Artisti che si mostrano con vivace sincerità e con opere che sorprendono il visitatore: Claudia Alesi Zerbini, Stefano Brandetti, Eleonora Ceci, Hernan Chavar, Fabiano Di Damaso, Andrea Fusella, Alessia Giannelli, Lisa Giobbi, Chiara Pierascenzi, Giada Pignotti, Martina TrovarelloLa mostra rimarrà aperta sino al 30 Agosto, con orari di apertura serali, tutti i giorni dalle 21.00 alle 23.30

Nel centro storico di Monteprandone negli spazi espositivi di di Palazzo Parissi domenica 26 luglio alle ore 18:00, si terrà l’inaugurazione di FormAzioni della luccicanza a cura di Claudia Fiasca e Martina Lolli, in occasione della V edizione della rassegna Accesa! Arte illuminata, curata dallo spaziomOhOc.

L’intento della mostra, visitabile fino al 24 agosto 2015, è quello di indagare la luce come condizione interiore, come manifestazione d’ intelletto e sensibilità. Gli artisti Angelidou, Barbara Baroncini, Ado Brandimarte, Bruno Cerasi, Dehors/Audela, Anna Messere, Federica Simonetti presenteranno opere site specific create appositamente per l’esposizione e che prendono forma in suggestivi ambienti installativi, grazie al supporto del Goethe Institut di Monaco e altri sponsor locali. Gli artisti provenienti da ogni parte d’Italia intesseranno un dialogo attraverso le loro opere: le forme e le azioni della “luccicanza”.

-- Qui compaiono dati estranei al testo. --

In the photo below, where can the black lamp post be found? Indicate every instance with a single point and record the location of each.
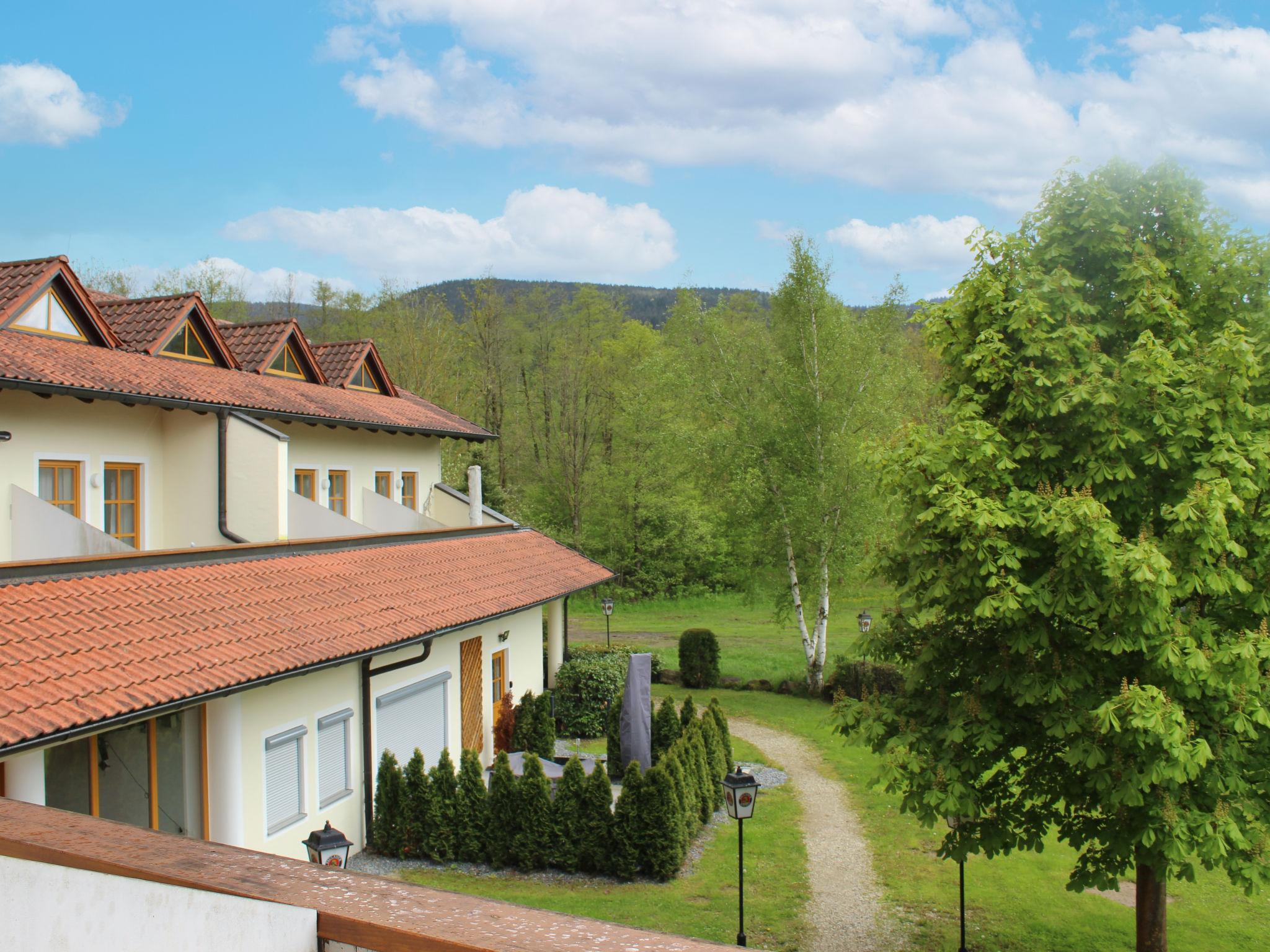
(739, 792)
(607, 604)
(954, 822)
(328, 847)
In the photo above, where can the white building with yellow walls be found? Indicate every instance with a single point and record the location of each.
(231, 575)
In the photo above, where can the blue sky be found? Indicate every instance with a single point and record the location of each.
(639, 141)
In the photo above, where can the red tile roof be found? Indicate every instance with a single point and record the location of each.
(30, 358)
(82, 649)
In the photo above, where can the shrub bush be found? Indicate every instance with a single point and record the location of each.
(533, 840)
(699, 658)
(500, 819)
(471, 813)
(856, 679)
(584, 690)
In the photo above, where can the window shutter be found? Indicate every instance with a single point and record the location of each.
(283, 785)
(413, 716)
(333, 757)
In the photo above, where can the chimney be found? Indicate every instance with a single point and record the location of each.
(474, 498)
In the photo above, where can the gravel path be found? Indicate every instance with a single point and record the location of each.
(845, 910)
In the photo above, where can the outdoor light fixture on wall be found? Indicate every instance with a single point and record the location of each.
(739, 794)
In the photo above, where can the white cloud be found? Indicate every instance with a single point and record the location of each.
(545, 232)
(42, 104)
(843, 88)
(922, 243)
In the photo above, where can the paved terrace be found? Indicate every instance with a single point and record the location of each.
(353, 908)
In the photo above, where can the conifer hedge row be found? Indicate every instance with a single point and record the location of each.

In occasione dell’opening, domenica 26 luglio è prevista alle ore 21:00 la performance di Polyxeni Angelidou intitolata LANDing, realizzata in collaborazione con la scenografa Cristina Lelli.

Il tema della mostra, che si riflette nella pluralità dei media utilizzati, è simbolo di una condizione esistenziale di ogni essere, energia vitale che promana da un corpo, flebile fiammella di un’anima colta nella sua fragilità, costante luccichio che richiede l’abitudine dello sguardo e della mente, abbagliante fulgore che non lascia spazio all’inconsapevolezza.